Le président de la Commission européenne Jean-Claude Juncker a "pleine confiance en la capacité et la volonté" du nouveau gouvernement italien à participer au projet européen, a déclaré vendredi une porte-parole de l'exécutif européen.
Un gouvernement d'alliance entre un jeune mouvement populiste, le Mouvement 5 étoiles (M5S, antisystème) et un parti d'extrême droite, la Ligue, doit prêter serment vendredi après-midi à Rome, sous la direction de Giuseppe Conte, un juriste novice en politique.
"Nous avons pleine confiance en la capacité et la volonté du nouveau gouvernement de s'engager constructivement avec ses partenaires européens et les institutions européennes, afin de maintenir le rôle central de l'Italie dans le projet commun européen", a déclaré la porte-parole de la Commission, Mina Andreeva. "Le président Juncker est engagé à travailler avec le nouveau gouvernement italien pour s'attaquer aux nombreux défis communs auxquels l'Italie et l'Europe font face", a-t-elle ajouté, citant notamment le domaine de la migration.
Ces déclarations interviennent au lendemain d'une polémique provoquée par des propos de M. Juncker sur l'Italie, dans lesquels le chef de l'exécutif européen appelait à ne pas rejeter la faute sur l'UE des maux du pays, et en particulier de ses régions méridionales. "C'est aux Italiens de s'occuper des régions pauvres de l'Italie. Cela signifie plus de travail, moins de corruption, du sérieux", avait-il poursuivi, suscitant une réaction outrée du chef de file de la Ligue, Matteo Salvini, qui a qualifié ces paroles de "honteuses et racistes".
Le président du Parlement européen, l'Italien Antonio Tajani, a pour sa part demandé à M. Juncker "de démentir immédiatement les phrases qui lui sont attribuées, car si elles étaient vraies, elles seraient inacceptables".

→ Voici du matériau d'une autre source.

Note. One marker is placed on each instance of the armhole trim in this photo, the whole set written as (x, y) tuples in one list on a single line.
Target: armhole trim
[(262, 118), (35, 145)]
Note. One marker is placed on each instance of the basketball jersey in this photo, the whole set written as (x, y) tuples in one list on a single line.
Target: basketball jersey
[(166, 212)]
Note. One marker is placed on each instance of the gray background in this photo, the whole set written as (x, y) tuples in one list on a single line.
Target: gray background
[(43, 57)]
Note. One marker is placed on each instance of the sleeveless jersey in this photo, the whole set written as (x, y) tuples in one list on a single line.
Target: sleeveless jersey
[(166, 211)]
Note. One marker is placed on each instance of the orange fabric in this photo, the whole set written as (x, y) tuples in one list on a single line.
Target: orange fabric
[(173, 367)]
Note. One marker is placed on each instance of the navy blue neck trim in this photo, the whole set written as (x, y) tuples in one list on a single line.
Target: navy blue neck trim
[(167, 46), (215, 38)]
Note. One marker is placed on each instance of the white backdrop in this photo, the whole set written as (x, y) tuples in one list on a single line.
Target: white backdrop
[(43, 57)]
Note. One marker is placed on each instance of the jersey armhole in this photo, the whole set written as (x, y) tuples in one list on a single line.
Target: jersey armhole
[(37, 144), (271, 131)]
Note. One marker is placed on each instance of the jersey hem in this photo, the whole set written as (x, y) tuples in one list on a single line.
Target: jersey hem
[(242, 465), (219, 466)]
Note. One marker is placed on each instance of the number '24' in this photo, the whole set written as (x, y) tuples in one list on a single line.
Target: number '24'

En début de semaine, une polémique avait déjà été déclenchée par des propos du commissaire au Budget Günther Oettinger, qui avait jugé que les réactions des marchés à la situation politique en Italie pourraient convaincre les électeurs "de ne pas choisir des populistes de gauche et de droite".
M. Oettinger, accusé d'ingérence, s'était ensuite excusé. Et M. Juncker était lui-même intervenu, en déclarant que le sort de l'Italie "ne saurait dépendre des injonctions que pourraient lui adresser les marchés financiers".